= The Adventure of the Deptford Horror =

Short story

"The Adventure of the Deptford Horror" is a Sherlock Holmes story by Adrian Conan Doyle, the youngest son of Sir Arthur Conan Doyle, the Sherlock Holmes creator. The story was published in the 1954 collection The Exploits of Sherlock Holmes. It was first published in Collier's on 18 September 1953, and was illustrated by Robert Fawcett in Collier's. The story was also included in the 1967 anthology Seventeen Steps to 221B.

== Plot ==
Holmes and Watson are called to a house in Deptford, due to the concerns of a young woman about her safety.

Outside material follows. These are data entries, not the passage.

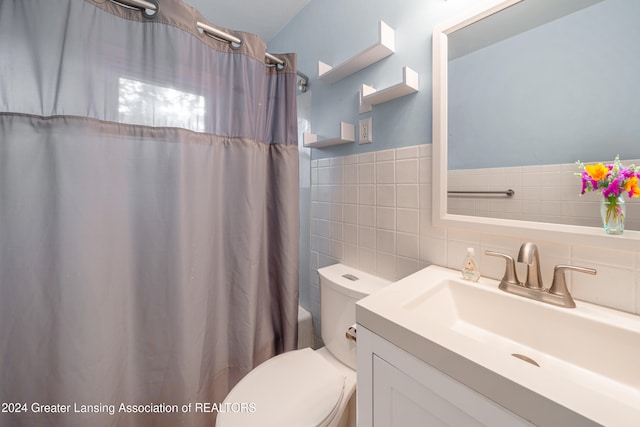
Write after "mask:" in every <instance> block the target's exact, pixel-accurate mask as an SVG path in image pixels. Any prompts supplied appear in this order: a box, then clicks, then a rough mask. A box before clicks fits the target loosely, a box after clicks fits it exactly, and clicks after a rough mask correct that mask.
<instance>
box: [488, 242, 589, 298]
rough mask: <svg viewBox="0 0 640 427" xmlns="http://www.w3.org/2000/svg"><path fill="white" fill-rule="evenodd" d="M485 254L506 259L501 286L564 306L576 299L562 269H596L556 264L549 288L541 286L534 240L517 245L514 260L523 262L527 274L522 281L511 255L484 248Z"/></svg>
mask: <svg viewBox="0 0 640 427" xmlns="http://www.w3.org/2000/svg"><path fill="white" fill-rule="evenodd" d="M485 255H490V256H498V257H501V258H504V259H505V261H506V266H505V272H504V276H503V277H502V280H501V281H500V285H499V286H498V287H499V288H500V289H501V290H503V291H505V292H509V293H512V294H516V295H520V296H523V297H526V298H530V299H534V300H536V301H541V302H545V303H547V304H553V305H557V306H560V307H566V308H574V307H575V306H576V303H575V301H574V300H573V297H572V296H571V294H570V293H569V289H567V282H566V279H565V277H564V272H565V271H566V270H572V271H577V272H580V273H587V274H596V273H597V271H596V270H595V269H593V268H586V267H576V266H573V265H556V267H555V268H554V270H553V283H552V284H551V287H550V288H548V289H545V287H544V286H543V285H542V275H541V274H540V255H539V253H538V247H537V246H536V245H535V244H533V243H531V242H526V243H524V244H523V245H522V246H521V247H520V251H519V252H518V262H522V263H525V264H527V278H526V280H525V282H524V283H522V282H520V281H519V280H518V276H517V274H516V270H515V262H514V260H513V258H512V257H510V256H509V255H506V254H503V253H500V252H494V251H485Z"/></svg>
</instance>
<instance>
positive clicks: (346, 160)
mask: <svg viewBox="0 0 640 427" xmlns="http://www.w3.org/2000/svg"><path fill="white" fill-rule="evenodd" d="M344 164H345V165H355V164H358V155H357V154H350V155H348V156H345V157H344Z"/></svg>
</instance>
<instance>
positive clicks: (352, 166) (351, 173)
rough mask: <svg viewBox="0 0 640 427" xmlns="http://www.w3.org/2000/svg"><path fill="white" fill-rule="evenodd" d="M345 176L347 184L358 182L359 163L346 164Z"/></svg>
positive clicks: (344, 168) (345, 180)
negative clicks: (358, 171)
mask: <svg viewBox="0 0 640 427" xmlns="http://www.w3.org/2000/svg"><path fill="white" fill-rule="evenodd" d="M343 178H344V183H345V184H357V183H358V165H357V164H355V165H354V164H348V165H344V169H343Z"/></svg>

Several of her relatives have died in the past few years of heart attacks. A relative who trains canaries also lives in the house. Holmes is not able to detect anything amiss until he and Watson are en route home, but he suddenly solves the mystery and returns to Deptford to save the life of the young woman from a death by heart failure.

== Allusions ==
This apocryphal story was inspired by the mention in "The Adventure of Black Peter" of Holmes's "arrest of Wilson, the notorious canary-trainer, which removed a plague-spot from the East-End of London." In this story, Wilson is not arrested, but this discrepancy is explained as an error due to Dr Watson.